You see – my wife is a stay at home mother. She is raising 3 smart and well adjusted boys to go out into the world. Boys don’t communicate very well – it’s a challenge she faces everyday. Children have a hard appreciating all that their mother does for them, and her husband doesn’t appreciate her enough. It’s hard – financially. We don’t have brand new cars. We don’t have a 2nd lake house. We don’t go on Disney Cruise vacations. We are saving for 3 college educations, while at the same time attempting to give our kids all ‘those things we never had’. Our WFH arrangement is the best decision we have ever made.
I’m envious many days of my wife’s WFH job. While it’s a job I could not do successfully – she gets to see some of the most wonderful moments of my kids lives. Things I will never get to see. She has a relationship with my children, I’ll never have. She has sacrificed most of her career and professionalism to raise 3 young men. We are winning.
I hear you – a Stay At Home Mom is not the same as the WFH Yahoos. You’re right – instead of Yahoo paying for my wife to “WFH”, I’m paying her. I’m not asking a corporation to pay my wife a full-time salary to raise my family. The fact of the matter is organizations who are failing, like Yahoo, can’t sustain paying employees to work at home and raise their family. Raising your family isn’t a part-time job, so who’s getting the short end of the stick – Yahoo or your kids? “Well, I don’t have a family and I was a WFH Yahoo Employee.” Good for you – but it begs the question – if you didn’t have to be at home to raise a family or take care of a loved one, etc. why were you working from home to begin with?
Regardless – I love my Work From Home arrangement – I wish more people would find a way to do it.

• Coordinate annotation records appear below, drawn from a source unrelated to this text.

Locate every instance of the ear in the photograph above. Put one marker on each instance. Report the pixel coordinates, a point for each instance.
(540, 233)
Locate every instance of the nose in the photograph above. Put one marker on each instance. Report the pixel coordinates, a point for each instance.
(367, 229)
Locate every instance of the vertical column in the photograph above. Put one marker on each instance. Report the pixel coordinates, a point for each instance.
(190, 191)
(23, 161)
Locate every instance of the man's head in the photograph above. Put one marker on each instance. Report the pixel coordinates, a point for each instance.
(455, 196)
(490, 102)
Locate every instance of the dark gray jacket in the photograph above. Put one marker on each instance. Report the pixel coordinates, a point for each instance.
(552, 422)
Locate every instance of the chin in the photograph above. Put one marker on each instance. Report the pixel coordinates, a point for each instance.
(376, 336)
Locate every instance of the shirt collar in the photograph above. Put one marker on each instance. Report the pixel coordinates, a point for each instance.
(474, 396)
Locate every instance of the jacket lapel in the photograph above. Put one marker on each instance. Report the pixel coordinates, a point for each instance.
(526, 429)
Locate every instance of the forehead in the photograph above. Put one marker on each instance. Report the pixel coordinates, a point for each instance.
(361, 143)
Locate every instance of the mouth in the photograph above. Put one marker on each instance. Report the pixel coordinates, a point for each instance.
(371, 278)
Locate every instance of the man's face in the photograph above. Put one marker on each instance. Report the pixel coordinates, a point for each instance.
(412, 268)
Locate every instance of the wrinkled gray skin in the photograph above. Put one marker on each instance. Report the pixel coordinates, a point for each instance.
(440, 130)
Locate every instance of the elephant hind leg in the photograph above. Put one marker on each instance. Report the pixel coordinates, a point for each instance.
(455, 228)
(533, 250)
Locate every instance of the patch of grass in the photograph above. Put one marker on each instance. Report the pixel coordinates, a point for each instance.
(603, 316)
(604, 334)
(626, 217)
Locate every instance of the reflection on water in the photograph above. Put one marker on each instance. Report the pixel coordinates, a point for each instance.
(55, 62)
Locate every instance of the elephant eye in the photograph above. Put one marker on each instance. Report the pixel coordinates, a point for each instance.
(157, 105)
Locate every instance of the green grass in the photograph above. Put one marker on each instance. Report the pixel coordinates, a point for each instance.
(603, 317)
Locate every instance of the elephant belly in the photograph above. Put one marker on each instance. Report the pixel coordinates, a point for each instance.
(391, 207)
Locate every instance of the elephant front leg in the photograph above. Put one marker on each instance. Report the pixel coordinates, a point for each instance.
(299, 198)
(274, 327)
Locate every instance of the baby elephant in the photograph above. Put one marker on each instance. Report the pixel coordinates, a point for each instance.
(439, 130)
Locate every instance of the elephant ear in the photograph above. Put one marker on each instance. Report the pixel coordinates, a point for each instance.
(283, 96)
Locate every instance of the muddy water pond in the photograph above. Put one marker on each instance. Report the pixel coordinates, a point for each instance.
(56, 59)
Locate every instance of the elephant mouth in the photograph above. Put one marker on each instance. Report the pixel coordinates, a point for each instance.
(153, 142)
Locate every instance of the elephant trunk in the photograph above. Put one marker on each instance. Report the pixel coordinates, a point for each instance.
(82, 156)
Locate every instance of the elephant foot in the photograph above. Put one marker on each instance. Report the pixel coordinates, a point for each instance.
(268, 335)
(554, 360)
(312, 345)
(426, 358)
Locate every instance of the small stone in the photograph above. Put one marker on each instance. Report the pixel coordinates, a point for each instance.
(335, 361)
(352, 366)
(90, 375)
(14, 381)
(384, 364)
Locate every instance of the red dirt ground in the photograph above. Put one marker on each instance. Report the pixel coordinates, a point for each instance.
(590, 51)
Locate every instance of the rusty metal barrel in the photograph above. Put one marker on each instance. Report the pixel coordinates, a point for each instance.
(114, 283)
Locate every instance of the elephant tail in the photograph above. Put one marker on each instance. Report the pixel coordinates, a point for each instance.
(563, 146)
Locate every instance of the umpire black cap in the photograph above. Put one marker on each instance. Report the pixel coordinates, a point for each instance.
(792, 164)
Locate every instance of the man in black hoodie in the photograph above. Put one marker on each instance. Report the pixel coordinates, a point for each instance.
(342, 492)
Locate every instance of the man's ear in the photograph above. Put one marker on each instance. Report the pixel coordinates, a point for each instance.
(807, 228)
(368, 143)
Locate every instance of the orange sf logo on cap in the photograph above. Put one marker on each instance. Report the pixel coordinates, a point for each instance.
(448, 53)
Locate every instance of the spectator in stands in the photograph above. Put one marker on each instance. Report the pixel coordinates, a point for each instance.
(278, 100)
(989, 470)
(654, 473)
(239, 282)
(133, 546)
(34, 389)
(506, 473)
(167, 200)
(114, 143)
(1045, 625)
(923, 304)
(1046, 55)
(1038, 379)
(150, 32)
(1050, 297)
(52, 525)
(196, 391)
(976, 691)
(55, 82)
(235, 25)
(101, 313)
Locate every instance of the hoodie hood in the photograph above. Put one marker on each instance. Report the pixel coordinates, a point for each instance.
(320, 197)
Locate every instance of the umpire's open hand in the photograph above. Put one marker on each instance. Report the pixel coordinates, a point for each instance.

This discussion needs to expand beyond the issue of childcare. Let’s face it, gender aside, the office job was designed for an individual with another individual at home. Not only is life-work balance a challenge for working mothers; it is a challenge for anyone who is single, and for DINK couples unless they can pay staff.
I’ve been sucked into my fair share of mommy wars debates. I’ve seen the light. Singles and mommies and career women and fathers need to join the conversation about the reality that maintaining any kind of a household without someone full time in the home cannot work means one cannot rigidly carve out 10 or more hours a day physically away from the home and mentally totally devoted to work alone.
Once we both respect mothers-parents and recognize the broader implications, the only defenders of the status quo will not retain the power to pull the rest of us into burnout and dysfunction territory.
Thanks for the post, Tim.
You make a really good point about the fact that raising kids (and managing a household) is a full-time job. There isn’t really a way to do both it and a career 100%.
Yahoo is a turnaround company, and so it has to make some tough choices about work-life balance and what to demand of it’s employees right now.
I also agree with single folks/those with no families getting back to the office! Honestly it will be better for their careers as networking is key…
Thanks for sharing, and keep writing.